Illustration by Nick DeSantis / Getty / The Current

There was no shortage of screens at the Video Everywhere Summit in New York, an annual event held by the DPAA, a digital-out-of-home trade association.

More than 600 (vaccinated) people attended the in-person event for a glimpse of what the future of digital-out-of-home (DOOH) advertising may hold. “Humans crave connection,” Barry Frey, president and CEO of the DPAA, tells The Current. “And like in-person events, out-of-home advertising is back — stronger than ever.”

Digital-out-of-home is being closely watched by marketers because not only is it one of the fastest-growing advertising channels, it’s also one that’s in the midst of a rapid innovation phase. Indeed, one major takeaway from this week’s get-together is that the industry is just scratching the surface of what’s possible as new screen formats and environments emerge.

Digital-out-of-home, for instance, is increasingly becoming programmatic. New ideas — such as shoppable ads on digital billboards — are also taking hold. Meanwhile, retailers like Walmart, Kroger and Walgreens are partnering with DOOH companies like Cooler Screens to replace the glass doors found in their freezer aisle with large, brightly lit screens that promote products like Halo Top Ice Cream, or Michelob Ultra Beer.

“We know when the consumer opens the freezer door, what item they grab and when they checkout,” Arsen Avakian, CEO and co-founder of CoolerScreens, tells The Current. “We give brands targeting capabilities, while also putting the right message in front of the right person at the right time.” 

Screens everywhere

Programmatic is becoming a key driver in DOOH’s growth, which is expected to see global ad revenues of $25 billion in 2025. The programmatic boom will be driven in large part by smaller screens — and not those found in Time Square, for instance. As a result, many of these smaller screens are getting a boost in data and targeting capabilities. GroceryTV, for example, installs cameras to capture anonymous demographic data about who is in the grocery aisle of any given store.

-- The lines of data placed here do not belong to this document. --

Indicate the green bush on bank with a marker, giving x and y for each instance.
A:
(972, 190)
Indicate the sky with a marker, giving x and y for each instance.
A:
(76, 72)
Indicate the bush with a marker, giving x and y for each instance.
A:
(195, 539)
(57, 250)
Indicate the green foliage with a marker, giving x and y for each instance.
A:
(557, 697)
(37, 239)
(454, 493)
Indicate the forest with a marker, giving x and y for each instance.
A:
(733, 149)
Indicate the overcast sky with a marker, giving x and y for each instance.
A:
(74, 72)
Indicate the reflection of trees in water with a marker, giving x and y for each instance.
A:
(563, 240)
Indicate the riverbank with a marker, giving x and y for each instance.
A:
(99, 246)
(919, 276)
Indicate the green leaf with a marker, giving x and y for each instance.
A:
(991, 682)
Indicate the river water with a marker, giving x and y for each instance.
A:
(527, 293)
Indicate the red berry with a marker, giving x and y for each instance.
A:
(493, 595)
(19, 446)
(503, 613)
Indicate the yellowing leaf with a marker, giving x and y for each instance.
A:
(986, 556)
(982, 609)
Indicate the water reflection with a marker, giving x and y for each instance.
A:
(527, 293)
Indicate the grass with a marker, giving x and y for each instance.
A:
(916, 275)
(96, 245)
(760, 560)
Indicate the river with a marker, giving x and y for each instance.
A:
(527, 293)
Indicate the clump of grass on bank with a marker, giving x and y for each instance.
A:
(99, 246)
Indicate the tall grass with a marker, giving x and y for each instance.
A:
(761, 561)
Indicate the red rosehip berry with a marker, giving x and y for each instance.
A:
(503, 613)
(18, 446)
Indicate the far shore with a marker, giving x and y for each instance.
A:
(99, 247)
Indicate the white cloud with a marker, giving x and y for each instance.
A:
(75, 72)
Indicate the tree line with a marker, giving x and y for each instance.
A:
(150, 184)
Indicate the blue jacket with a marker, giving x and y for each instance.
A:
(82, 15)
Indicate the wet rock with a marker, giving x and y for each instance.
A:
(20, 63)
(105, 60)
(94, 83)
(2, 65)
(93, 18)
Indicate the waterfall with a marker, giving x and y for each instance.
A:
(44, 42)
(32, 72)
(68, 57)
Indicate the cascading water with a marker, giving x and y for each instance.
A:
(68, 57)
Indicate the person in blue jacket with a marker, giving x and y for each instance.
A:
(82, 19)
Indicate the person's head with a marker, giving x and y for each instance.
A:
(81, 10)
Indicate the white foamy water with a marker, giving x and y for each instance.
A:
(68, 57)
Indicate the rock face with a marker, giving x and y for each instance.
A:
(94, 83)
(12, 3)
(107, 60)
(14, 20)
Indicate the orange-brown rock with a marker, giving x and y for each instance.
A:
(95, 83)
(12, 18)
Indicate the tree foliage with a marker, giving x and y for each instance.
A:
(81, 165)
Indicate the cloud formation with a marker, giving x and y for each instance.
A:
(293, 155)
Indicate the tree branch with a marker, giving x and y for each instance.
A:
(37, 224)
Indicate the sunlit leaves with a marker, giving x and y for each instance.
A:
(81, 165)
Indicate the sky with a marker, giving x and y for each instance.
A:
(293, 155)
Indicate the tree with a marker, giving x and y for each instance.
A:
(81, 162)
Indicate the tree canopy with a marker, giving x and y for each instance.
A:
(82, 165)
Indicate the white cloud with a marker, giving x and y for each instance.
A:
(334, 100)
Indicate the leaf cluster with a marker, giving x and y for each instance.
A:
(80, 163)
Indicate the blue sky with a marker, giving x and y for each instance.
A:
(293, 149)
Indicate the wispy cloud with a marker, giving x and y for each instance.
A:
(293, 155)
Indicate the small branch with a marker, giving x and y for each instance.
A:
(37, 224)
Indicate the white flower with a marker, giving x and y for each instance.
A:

“The place-based digital-out-of-home footprint expanded rapidly over the past decade, often fueled by a ‘if you build it they will come’ mindset,” Rick Robinson, an OOH consultant, tells The Current. “This gave critical mass to the total U.S. screen count. In the end some venues worked, some didn't.”

In other words, DOOH is currently going through a period of rapid experimentation, but whether many of these new ad formats will capture consistent ad spend from brands is to be determined.

Looking ahead

Digital-out-of-home’s rapid growth is also prompting companies to create ad inventory from just about anything with an existing screen. Coinstar kiosks, for example, previously used their displays to inform consumers how much their loose change is worth. But after partnering with VistarMedia to also show ads on those screens, the company was able to capture $1 million in ad revenue over a six-month period.

In other instances, screens are being added in new places, such as actual shelves that hold products like potato chips or soup (see photo below).

In other instances, screens are being added in new places, such as actual shelves that hold products like potato chips or soup (see image below). Others, like National Retail Solutions, are adding additional screens at bodegas and convenience stores to show ads to consumers at checkout. And some are searching for new alliances. Blingby, a technology company that provides “out-of-the-box software” for brands like Conde Nast and HBO to create shoppable ads on DOOH screens, set up shop at DPAA’s Summit in hopes of striking new partnerships with vendors. A Blingby representative on the showroom floor emphasized that the company’s tech differs from QR codes.

“A QR code takes you to one destination.” Isaac Park, a Blingby rep, told The Current. “But our shoppable ads allow the cross-pollination of different products from different brands … we’re building a new generation of ads.”

Still, there’s a resounding sense that DOOH can often feel like it’s on its own island, and not part of industry discussion surrounding omnichannel strategy, JoAnna Foyle, senior VP of inventory partnerships at The Trade Desk, tells The Current. “We don’t live on our phones or computers all the time,” says Foyle. “And we haven’t as marketers brought that 360-consumer experience to our advertising in a way we ought to.”

“It just seems like there’s such an opportunity to include digital-out-of-home as part of that conversation,” she adds.